1
$\begingroup$

I'm looking at a proof of the following:

Let $K = \mathbb Q(\alpha)$ and $\beta \in K$ with minimal polynomial $g \in \mathbb Q[X]$, where the roots of $g$ are $\beta_1, \ldots , \beta_m$. Then $d_i = |\{\sigma : K \hookrightarrow \mathbb C \ | \ \sigma(\beta) = \beta_i \}|$ is independent of $i$.

The proof starts by considering $h$, the minimal polynomial of $\alpha$ over $\mathbb Q(\beta)$, and says that $d_i \leq \mathrm{deg}(h) = [\mathbb Q(\alpha) : \mathbb Q (\beta)]$.

Why is this true? I did understand this at one point...

Thanks

2 Answers 2

0

Call $f_i$ the composition $\mathbb Q(\beta) \to \mathbb Q(\beta_i) \to \mathbb C$, where the first morphism is the one sending $\beta$ to $\beta_i$ and the second is the inclusion.
Then $d_i$ is the number of extensions of $f_i$ to $K$ , which is by definition the separable degree $[K:\mathbb Q(\beta)]_{sep}$ (cf. Lang Algebra, Chap.5, §4). So we have $d_i=[K:\mathbb Q(\beta)]_{sep}$.

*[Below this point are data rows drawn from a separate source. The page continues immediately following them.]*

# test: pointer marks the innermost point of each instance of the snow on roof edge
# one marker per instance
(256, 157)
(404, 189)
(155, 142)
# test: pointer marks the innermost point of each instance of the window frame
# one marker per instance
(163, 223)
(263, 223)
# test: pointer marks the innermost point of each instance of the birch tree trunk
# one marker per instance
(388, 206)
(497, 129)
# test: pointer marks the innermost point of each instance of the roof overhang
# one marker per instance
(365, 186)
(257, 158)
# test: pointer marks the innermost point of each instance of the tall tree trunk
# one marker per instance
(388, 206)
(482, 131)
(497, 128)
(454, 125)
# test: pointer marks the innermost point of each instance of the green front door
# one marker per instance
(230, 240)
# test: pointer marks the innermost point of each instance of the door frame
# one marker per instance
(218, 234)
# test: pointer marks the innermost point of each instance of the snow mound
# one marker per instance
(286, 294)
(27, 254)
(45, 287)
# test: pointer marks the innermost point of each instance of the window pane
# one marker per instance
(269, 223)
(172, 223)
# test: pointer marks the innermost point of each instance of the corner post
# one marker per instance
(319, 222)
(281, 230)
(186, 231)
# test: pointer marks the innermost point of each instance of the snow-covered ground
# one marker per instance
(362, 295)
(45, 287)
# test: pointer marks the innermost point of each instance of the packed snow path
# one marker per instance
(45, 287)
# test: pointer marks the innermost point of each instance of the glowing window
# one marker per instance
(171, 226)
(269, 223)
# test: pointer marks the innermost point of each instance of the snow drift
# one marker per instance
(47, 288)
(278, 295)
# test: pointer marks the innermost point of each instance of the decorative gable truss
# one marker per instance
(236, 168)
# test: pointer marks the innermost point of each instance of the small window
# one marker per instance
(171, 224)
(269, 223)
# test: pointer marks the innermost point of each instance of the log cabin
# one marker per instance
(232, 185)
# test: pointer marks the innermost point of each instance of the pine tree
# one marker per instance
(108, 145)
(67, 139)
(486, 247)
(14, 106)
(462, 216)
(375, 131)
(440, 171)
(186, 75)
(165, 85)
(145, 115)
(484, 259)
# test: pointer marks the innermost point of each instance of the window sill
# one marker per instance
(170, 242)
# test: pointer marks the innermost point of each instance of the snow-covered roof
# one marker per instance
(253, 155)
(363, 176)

But that separable degree $d_i=[K:\mathbb Q(\beta)]_{sep}$ is equal to the plain degree $[K : \mathbb Q (\beta)]$ because we are in characteristic zero. So that $d_i=[K : \mathbb Q (\beta)]$, which is indeed independent of $i$ .

0

I think I've figured it out - hopefully someone will let me know if this is wrong.

Given a conjugate $\beta_j$ of $\beta$, we want to consider $d_j$, the number of embeddings $\sigma : \mathbb Q(\alpha) \hookrightarrow \mathbb C$ such that $\sigma(\beta) = \beta_j$. If $h$ is the minimal polynomial of $\alpha$ over $\mathbb Q(\beta)$, then denote $h_\sigma$ the image of $h$ under $\sigma$. Since $\sigma$ is a homomorphism, it must map $\alpha$ to a root of $h_\sigma$. There are at most $\mathrm{deg}(h)$ such roots, and each unique root gives rise to a different embedding.